Does this replace developers?

No. The AI Factory replaces the repetitive parts of development: boilerplate, test generation, lint fixes, PR creation, CI monitoring. The human (me) still makes all architecture decisions, reviews Ask-mode PRs, and handles anything the AI gets wrong. Think of it as a team where you are the tech lead and the AI agents are junior developers who never sleep.

Can this work with other AI coding agents?

The patterns (rules, state files, phase ownership, Council) are agent-agnostic. The MCP integrations are specific to Claude Code's MCP support.

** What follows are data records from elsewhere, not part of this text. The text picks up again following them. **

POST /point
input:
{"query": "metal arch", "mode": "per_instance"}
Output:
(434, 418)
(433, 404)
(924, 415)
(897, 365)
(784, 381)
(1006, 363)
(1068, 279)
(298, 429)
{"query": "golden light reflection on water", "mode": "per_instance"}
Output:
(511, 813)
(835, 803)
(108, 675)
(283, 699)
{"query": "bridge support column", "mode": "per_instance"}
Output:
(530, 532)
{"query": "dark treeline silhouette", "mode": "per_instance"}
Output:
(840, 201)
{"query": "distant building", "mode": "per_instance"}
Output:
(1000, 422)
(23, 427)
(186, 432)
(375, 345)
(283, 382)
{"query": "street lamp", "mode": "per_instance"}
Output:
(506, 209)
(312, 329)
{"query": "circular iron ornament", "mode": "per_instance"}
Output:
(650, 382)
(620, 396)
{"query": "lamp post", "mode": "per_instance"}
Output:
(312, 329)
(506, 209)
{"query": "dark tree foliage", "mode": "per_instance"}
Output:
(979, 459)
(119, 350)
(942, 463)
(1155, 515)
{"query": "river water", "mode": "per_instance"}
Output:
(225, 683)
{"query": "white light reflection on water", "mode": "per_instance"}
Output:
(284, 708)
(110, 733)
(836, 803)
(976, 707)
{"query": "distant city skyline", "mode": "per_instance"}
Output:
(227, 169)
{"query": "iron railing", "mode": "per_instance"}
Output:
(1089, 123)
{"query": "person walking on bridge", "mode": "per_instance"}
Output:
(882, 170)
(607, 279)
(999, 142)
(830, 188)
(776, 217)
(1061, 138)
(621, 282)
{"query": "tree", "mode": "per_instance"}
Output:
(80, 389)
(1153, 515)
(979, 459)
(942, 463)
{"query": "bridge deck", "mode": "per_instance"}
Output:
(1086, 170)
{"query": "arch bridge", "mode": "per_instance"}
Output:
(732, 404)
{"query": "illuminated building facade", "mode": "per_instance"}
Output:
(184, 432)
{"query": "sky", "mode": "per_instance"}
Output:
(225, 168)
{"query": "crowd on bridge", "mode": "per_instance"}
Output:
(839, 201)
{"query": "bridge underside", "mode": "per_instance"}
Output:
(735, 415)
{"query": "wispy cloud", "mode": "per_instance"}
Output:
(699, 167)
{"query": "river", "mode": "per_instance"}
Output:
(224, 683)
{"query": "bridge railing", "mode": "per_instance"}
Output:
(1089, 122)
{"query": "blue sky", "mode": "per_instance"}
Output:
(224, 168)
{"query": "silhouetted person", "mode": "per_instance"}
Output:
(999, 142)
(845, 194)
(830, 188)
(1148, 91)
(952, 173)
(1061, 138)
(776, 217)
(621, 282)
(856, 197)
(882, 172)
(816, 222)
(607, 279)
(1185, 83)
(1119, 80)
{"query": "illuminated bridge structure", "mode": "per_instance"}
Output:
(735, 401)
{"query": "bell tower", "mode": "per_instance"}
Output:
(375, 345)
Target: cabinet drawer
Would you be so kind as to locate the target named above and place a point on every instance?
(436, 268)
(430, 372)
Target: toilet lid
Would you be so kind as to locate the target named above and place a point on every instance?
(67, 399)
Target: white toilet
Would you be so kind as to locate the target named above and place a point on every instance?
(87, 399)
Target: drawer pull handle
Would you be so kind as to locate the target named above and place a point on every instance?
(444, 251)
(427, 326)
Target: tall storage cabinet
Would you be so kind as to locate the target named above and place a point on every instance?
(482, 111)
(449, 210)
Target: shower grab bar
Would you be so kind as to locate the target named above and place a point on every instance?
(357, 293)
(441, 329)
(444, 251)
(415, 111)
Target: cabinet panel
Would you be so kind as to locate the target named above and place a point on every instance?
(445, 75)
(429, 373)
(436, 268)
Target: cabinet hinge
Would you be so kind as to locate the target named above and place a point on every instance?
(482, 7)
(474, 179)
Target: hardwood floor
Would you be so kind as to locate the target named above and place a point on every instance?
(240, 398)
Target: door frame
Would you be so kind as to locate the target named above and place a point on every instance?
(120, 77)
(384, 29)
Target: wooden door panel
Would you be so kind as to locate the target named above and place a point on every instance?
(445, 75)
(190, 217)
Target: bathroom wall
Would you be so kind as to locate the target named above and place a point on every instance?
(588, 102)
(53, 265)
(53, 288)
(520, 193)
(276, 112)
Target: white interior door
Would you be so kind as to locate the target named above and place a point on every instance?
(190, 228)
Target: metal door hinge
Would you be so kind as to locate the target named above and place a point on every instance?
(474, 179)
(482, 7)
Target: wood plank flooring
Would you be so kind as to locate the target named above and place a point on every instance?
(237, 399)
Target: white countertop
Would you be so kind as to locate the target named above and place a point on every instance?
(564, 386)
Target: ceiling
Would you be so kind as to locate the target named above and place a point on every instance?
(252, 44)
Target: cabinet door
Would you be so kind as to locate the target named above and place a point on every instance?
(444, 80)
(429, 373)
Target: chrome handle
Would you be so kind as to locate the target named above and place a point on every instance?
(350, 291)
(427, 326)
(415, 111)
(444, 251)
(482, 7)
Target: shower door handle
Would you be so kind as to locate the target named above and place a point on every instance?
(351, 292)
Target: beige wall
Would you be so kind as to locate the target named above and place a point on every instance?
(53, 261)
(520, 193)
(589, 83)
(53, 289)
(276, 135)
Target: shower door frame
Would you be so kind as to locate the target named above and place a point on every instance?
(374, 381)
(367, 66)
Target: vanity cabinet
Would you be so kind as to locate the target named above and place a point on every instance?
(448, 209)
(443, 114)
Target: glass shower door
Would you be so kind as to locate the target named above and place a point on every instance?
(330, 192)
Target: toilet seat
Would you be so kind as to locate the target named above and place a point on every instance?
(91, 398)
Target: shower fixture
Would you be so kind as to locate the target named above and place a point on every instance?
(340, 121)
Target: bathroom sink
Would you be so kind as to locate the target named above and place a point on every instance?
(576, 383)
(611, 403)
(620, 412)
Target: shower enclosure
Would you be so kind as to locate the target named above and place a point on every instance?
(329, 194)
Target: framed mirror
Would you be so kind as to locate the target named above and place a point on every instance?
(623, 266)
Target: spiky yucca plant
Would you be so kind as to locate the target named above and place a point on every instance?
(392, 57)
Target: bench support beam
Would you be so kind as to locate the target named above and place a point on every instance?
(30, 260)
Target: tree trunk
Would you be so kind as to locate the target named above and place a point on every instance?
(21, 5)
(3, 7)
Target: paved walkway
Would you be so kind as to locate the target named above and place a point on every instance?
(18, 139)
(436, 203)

The HEGEMON pattern library documents these patterns in a tool-neutral way.

What happens when the AI makes a mistake?

The binary DoD catches most errors before merge. When something slips through, the post-merge CD verification catches it (pod health check, ArgoCD sync status). In 505 points of Cycle 7 output, we had zero regressions on main — not because the AI never made mistakes, but because the quality gates caught them before merge.

How do you handle security?

The security-reviewer subagent runs on every code change. It is read-only (cannot modify code) and produces a binary Go/Fix/Redo verdict. Any P0 finding blocks the PR. Additionally, CI runs gitleaks (secrets), Bandit (Python SAST), clippy SAST (Rust), and Trivy (container scanning) on every PR.

Product names mentioned in this article are trademarks of their respective owners. STOA Platform is not affiliated with or endorsed by any mentioned vendor.